TS Press News

Danielle Dutton’s Attempts at a Life reviewed at with hidden noise

With hidden noise reviews Danielle Dutton's *Attempts at a Life* (Tarpaulin Sky Press): "An argument could be made that these pieces are prose poetry, but there’s an emphasis on narrative that isn’t usually stressed so much in prose poetry. But like prose poetry (I’m thinking of Mallarmé), this is a firmly written language: they couldn’t really exist in spoken form, because they have to exist on the page...."

NewPages reviews Kim Gek Lin Short's The Bugging Watch & Other Exhibits

At NewPages, Jeremy Benson reviews Kim Gek Lin Short's debut from Tarpaulin Sky Press, *The Bugging Watch & Other Exhibits*: "Short’s prose poems have the exactitude of obsessive compulsion, yet the imagery and dimness of an opiate trip sponsored by Lewis Caroll.... She frequently stretches the parameters of grammar, rearranging conventional syntax to just off kilter; her written style as surreal as her yarn-and-insect imagery. The result is a terrifying, ungraspable split-level love story: futile, sad and beautiful."

Shelly Taylor interviewed at Trickhouse

At Trickhouse, Kristen Nelson interviews Shelly Taylor, author of *Black-Eyed Heifer*, from Tarpaulin Sky Press: "The regular downsweep of reading a poem textured by the rotating horizontal universe that also feeds meaning into the whole—density, double meaning, and texture. I think I got my way of understanding this from Robert Creeley...."

Publishers Weekly reviews Joanna Ruocco's Man's Companions

Publishers Weekly reviews Joanna Ruocco's *Man's Companions* (Tarpaulin Sky Press, 2010): "Thirty-one brief, clever tales from the author of The Mothering Coven employ traits from the animal kingdom to underscore absurdities in the human species. 'Lemmings,' for example, features a desultory dialogue between two lovers who debate the better 'iconic' location to jump from—the Space Needle or the Empire State Building. . . . Satisfyingly developed.... The nuttily obtuse 'Flying Monkeys,' [features] a rarely intersecting conversation between two women onboard an airplane that reveals how the women—former best friends who happen to sit next to each other—can't stand each other. . . . Ruocco's understated humor and irony have a playful, experimental appeal."

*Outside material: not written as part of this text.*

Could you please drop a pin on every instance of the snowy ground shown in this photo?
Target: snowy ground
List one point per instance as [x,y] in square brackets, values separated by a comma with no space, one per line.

Shelly Taylor's Black-Eyed Heifer reviewed at Sonora Review

At the Sonora Review, Jake Levine reviews Shelly Taylor's *Black-Eyed Heifer*: "Black-Eyed Heifer inhabits the possibilities of language, indigenous in its diction, but radically unfamiliar in its jagged syntax and extended lines.... If you made Robert Creeley write lines the length of Frank Stanford’s The Battlefield Where The Moon says I love you, gave them both the sensibility and precise diction of a contemporary Emily Dickinson riding on a horse fast enough to get from Athens to Brooklyn in 10 minutes, then you’d get something like Taylor’s poems.... High octane, pyrotechnic ... impressively defiant."

Publishers Weekly reviews Traci O Connor’s Recipes for Endangered Species

Publishers Weekly reviews Traci O Connor's *Recipes for Endangered Species* (Tarpaulin Sky Press): “These stories constitute some tender, aching love stories. Connor’s characters are curious specimens who don’t quite fit in, but have rich inner lives…. Creepy, Hitchcockian….. Juxtaposes vivid descriptions of flowers with excerpts from the painter’s late asylum notebooks to evoke the chilling stream-of-consciousness of a troubled narrator….. A kind of nut job’s notebook, full of Lolita-like obsession (including photographs). Cocktail recipes conclude each of the stories in this varied and occasionally unnerving debut collection.”

Rain Taxi, via Powell’s, reviews Andrew Zornoza’s Where I Stay

At Powell's, via Rain Taxi, John Madera reviews Andrew Zornoza's *Where I Stay* (Tarpaulin Sky Press, 2009): "Zornoza's narrator, with a languorous but precise lyricism, traverses the Mid- and Southwestern United States, telling tales of greasy, smoky bus terminals and truck stops.... He selects details with a jeweler's precision, endowing them with symbolic meaning and using rhythmic prose that twists and turns like the many roads on which his narrator travels.... Zornoza is as much a novelist as he is a cartographer of loneliness, doubt, and fear, one that fearlessly delineates the stark realms of disappointment, unrequited love, and unfulfilled dreams."

Ana Bozicevic’s Stars of the Night Commute reviewed at Transversalinflections

Transversalinflections reviews Ana Bozicevic's *Stars of the Night Commute* "Think of the whole book and its sections and its individual poems as a snowglobe that has been shaken up, and where not snow, but objects are floating around in varying connected but wondrous configurations. . . .The poems are no longer primarily linear, but are constellations of ideas that have body and dimensions as well as being open and porous."